Friday 24 April 2009

Leadership thought # 2

Yes, I know, two in one day. I was listening to "great lives" on Radio 4 the other day (no, really) and the great life being discussed was the conductor Thomas Beecham. Now, I am not suggesting his life is one to emmulate, you will have to listen to the programme . . . but, he said something ver interesting in an interview about conducting - and it got me thinking about leadership and the culture of the church. When meeting a bunch of talented individuals for the first time, he would get them to play a piece of music - with him conducting, straight through from start to finish - he would then highlight the areas that needed work and go through the whole piece again, often without errors the second time around. He then moaned in the interview about those conductors who thought they knew better than the orchestra - and would procede to lecture them about how to play rather than let them play. Subsequently, it would take them at least half a dozen run throughs to get a good performance. The point he was making, which applies to leadership, was "let them play"!

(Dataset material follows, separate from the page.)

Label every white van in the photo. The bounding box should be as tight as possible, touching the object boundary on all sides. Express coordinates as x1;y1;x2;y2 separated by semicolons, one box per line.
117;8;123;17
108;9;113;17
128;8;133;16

How often do leaders patronise their congregations, volunteers, people and seek to instruct them - without actually seeing what they could do? We are surrounded by experts, but it is not the expert that gifts people, it is not the expert who has planted raw talent and ability, it is also not for the expert that people are given gifts, or have natural talents in the first place . . . we need to let people play, an old song I used to sing was "make me an instrument" - leading to "make us a symphony" - more leaders are needed who will let people risk it and actually "play" rather than lecture people about "playing" but leave no time for it.